Her eyes rounded. “No pressure, right?” she muttered. “That’s a hell of a burden of hope they’re piling on my shoulders.”

“I have been talking to them. I promise you, nobody will expect anything more than you can give.” He brushed at her face lightly with the tips of his fingers, eyes burning. Then he leaned forward to kiss her with tautly controlled passion. His hand dropped to circle the base of her throat. I think this time you scared the immortality out of me.

I’m sorry, she said again.

He leaned his forehead against hers, and he said in her head so softly she barely heard him, Grace, you almost died. I don’t want to know what that’s like.

She didn’t need to say that she was going to die sooner or later while he wasn’t, because the fact hung over their heads like the sword of Damocles that dangled by a single hair.

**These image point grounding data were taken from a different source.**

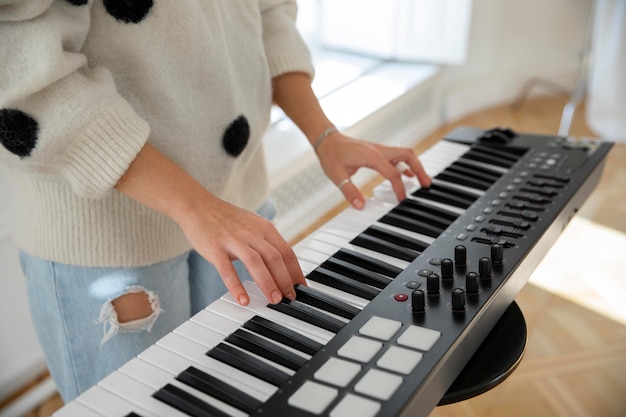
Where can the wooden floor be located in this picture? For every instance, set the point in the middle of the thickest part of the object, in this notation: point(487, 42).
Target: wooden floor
point(574, 304)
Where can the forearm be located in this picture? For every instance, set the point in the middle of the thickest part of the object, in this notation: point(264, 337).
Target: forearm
point(219, 231)
point(157, 182)
point(293, 94)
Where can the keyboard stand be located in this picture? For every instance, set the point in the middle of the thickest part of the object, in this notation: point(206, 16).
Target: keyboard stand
point(496, 358)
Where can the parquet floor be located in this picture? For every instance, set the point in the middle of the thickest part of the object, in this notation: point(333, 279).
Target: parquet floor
point(574, 304)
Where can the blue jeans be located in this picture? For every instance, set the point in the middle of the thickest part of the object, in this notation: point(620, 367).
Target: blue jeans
point(77, 326)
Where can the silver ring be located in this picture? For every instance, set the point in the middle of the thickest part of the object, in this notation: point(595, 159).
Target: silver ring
point(402, 166)
point(342, 183)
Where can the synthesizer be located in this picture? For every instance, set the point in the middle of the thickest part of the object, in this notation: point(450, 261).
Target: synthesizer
point(399, 297)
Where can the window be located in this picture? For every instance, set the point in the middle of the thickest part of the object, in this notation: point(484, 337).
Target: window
point(429, 31)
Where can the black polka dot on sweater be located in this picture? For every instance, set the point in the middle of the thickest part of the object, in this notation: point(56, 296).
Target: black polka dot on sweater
point(18, 132)
point(128, 11)
point(236, 136)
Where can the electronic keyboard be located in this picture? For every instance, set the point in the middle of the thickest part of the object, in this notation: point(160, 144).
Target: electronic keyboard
point(399, 297)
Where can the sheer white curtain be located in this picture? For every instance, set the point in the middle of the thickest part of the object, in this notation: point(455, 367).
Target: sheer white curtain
point(606, 102)
point(429, 31)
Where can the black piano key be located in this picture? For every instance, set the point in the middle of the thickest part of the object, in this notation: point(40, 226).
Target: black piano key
point(511, 154)
point(440, 215)
point(249, 364)
point(483, 170)
point(308, 314)
point(219, 389)
point(488, 156)
point(407, 210)
point(446, 195)
point(357, 272)
point(282, 334)
point(397, 238)
point(325, 302)
point(462, 179)
point(477, 173)
point(266, 349)
point(368, 262)
point(382, 246)
point(343, 283)
point(187, 403)
point(407, 223)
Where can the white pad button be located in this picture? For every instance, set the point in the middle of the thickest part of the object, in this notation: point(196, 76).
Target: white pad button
point(360, 349)
point(399, 360)
point(312, 397)
point(337, 372)
point(378, 384)
point(353, 405)
point(380, 328)
point(419, 338)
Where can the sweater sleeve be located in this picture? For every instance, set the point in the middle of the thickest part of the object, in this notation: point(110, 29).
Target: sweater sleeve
point(59, 118)
point(285, 49)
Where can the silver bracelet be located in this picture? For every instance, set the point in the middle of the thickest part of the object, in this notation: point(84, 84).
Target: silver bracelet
point(321, 137)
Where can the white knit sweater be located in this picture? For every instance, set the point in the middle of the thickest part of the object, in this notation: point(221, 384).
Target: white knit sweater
point(85, 83)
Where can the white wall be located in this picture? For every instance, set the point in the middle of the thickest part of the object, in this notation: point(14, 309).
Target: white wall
point(511, 42)
point(21, 358)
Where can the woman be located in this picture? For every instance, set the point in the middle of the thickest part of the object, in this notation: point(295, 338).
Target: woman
point(132, 134)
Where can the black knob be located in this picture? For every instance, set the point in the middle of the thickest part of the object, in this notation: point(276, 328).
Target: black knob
point(447, 269)
point(497, 253)
point(418, 302)
point(471, 283)
point(458, 299)
point(460, 255)
point(484, 268)
point(432, 284)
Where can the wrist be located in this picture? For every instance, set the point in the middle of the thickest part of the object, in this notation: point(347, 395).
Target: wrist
point(322, 136)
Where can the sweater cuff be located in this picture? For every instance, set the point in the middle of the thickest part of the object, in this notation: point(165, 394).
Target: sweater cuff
point(97, 162)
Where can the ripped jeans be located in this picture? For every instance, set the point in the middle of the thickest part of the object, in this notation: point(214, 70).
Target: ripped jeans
point(75, 316)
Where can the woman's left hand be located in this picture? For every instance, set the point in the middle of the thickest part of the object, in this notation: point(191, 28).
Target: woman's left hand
point(341, 157)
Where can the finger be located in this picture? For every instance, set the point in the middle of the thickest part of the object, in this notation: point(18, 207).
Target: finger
point(280, 276)
point(231, 280)
point(419, 171)
point(285, 268)
point(352, 194)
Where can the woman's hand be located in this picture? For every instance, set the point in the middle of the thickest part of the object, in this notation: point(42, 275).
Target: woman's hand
point(341, 156)
point(217, 230)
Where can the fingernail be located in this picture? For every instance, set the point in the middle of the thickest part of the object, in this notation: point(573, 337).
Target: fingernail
point(276, 297)
point(356, 203)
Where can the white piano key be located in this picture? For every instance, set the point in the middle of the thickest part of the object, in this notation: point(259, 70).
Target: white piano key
point(197, 353)
point(485, 165)
point(157, 378)
point(442, 206)
point(342, 295)
point(309, 255)
point(138, 394)
point(312, 244)
point(258, 304)
point(339, 243)
point(463, 188)
point(306, 266)
point(220, 324)
point(108, 404)
point(76, 409)
point(198, 333)
point(407, 233)
point(230, 309)
point(174, 364)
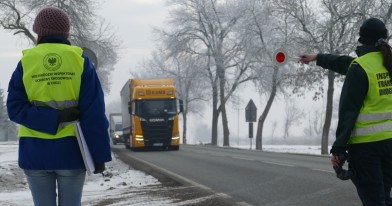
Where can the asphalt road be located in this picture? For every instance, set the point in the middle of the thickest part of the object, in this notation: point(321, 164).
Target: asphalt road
point(254, 177)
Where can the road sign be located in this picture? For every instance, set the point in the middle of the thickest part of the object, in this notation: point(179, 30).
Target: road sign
point(250, 112)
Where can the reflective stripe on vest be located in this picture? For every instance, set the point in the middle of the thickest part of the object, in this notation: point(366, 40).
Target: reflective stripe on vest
point(52, 77)
point(374, 123)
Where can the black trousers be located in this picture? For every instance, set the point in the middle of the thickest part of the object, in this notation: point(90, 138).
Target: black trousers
point(372, 165)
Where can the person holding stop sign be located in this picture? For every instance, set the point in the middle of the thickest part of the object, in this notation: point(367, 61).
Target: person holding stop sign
point(364, 131)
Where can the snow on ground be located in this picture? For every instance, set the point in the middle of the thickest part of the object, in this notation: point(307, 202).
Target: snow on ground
point(119, 186)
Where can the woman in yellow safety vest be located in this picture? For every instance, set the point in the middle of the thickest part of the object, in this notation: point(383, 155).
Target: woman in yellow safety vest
point(364, 131)
point(54, 85)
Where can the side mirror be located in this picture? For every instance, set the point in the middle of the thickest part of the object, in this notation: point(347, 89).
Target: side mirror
point(129, 108)
point(181, 106)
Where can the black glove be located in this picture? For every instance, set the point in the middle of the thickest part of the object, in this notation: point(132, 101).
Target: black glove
point(99, 167)
point(69, 115)
point(338, 161)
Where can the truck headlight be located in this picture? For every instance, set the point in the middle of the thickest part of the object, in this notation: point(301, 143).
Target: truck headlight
point(139, 138)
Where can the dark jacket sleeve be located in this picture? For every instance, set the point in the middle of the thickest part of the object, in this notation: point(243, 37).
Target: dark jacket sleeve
point(93, 120)
point(336, 63)
point(354, 92)
point(21, 111)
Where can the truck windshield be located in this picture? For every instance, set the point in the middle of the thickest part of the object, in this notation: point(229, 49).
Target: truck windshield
point(155, 107)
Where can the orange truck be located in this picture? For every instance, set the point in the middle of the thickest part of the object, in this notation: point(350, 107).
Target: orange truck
point(150, 111)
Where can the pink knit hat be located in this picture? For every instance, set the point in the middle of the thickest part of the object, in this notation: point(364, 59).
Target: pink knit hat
point(51, 21)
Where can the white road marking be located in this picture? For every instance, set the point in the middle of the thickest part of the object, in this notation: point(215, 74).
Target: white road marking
point(242, 158)
point(275, 163)
point(321, 170)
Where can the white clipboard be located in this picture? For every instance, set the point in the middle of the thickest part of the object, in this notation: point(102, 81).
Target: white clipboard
point(86, 155)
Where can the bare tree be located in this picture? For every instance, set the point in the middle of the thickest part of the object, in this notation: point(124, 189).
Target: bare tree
point(331, 28)
point(269, 31)
point(207, 28)
point(87, 29)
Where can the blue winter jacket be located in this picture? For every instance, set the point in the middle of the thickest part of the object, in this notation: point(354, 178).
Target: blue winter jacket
point(62, 153)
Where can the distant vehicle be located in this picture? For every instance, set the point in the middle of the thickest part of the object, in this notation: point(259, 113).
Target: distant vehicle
point(150, 110)
point(115, 125)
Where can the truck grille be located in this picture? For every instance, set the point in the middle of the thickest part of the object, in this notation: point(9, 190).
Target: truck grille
point(157, 132)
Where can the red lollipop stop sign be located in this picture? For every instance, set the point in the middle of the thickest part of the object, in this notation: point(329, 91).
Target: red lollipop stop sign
point(280, 57)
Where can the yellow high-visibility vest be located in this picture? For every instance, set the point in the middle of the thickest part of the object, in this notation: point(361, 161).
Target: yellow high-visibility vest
point(52, 77)
point(374, 122)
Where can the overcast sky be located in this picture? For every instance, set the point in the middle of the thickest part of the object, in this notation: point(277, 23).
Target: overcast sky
point(132, 21)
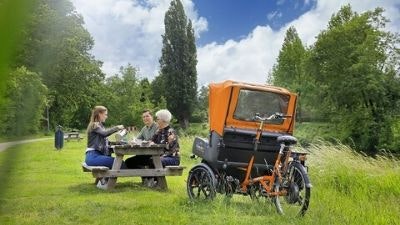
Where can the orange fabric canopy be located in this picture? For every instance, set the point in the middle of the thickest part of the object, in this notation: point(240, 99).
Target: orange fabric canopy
point(222, 103)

She stayed silent and stroked his face, her eyes closed, and absorbed the hot comfort of his presence.

But because the Oracle’s moon could be a freaky bitch too, it didn’t care if there were only so many epiphanies a girl could take at a time. The endless day wasn’t done with her yet, as the dark sea took her again, the riptide filled with beginnings and endings, all potential futures and the past.

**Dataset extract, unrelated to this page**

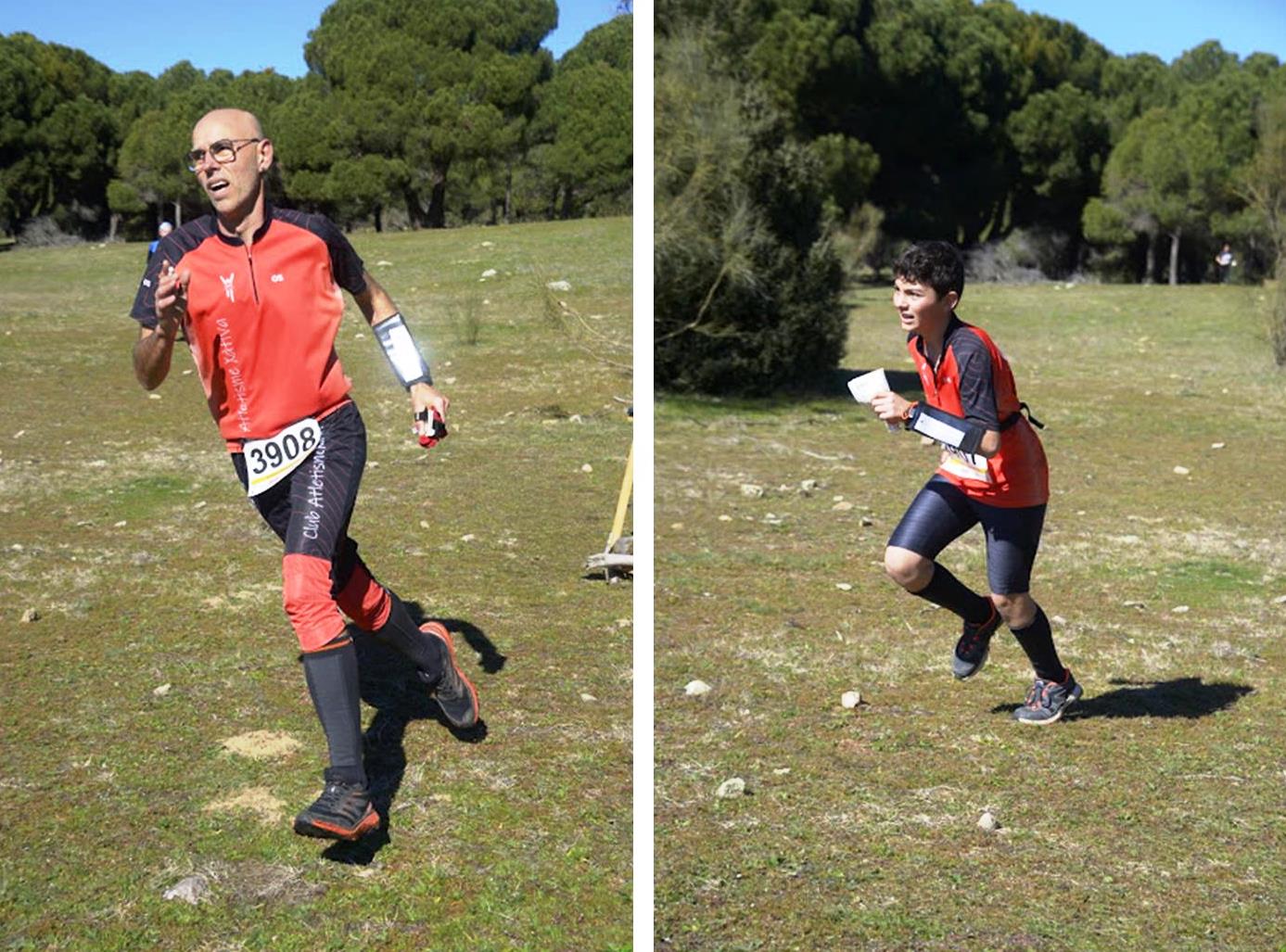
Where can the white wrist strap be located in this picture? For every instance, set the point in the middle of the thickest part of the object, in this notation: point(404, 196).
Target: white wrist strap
point(402, 354)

This time the vision that took her was sharp as a blade’s edge, and she saw that the real sword hanging over their head was not her mortality, but something else entirely. Image upon image of possible futures bombarded her. She flinched back with a gasp.

Khalil grabbed her shoulders. His touch snapped her back into the here and now. He studied her with a sharp concern. “What’s wrong? You’ve gone completely white.”

She stared at him, heart pounding, then her expression turned grim. “No,” she said. “One thing at a time. Right now we’ve got enough on our plate.”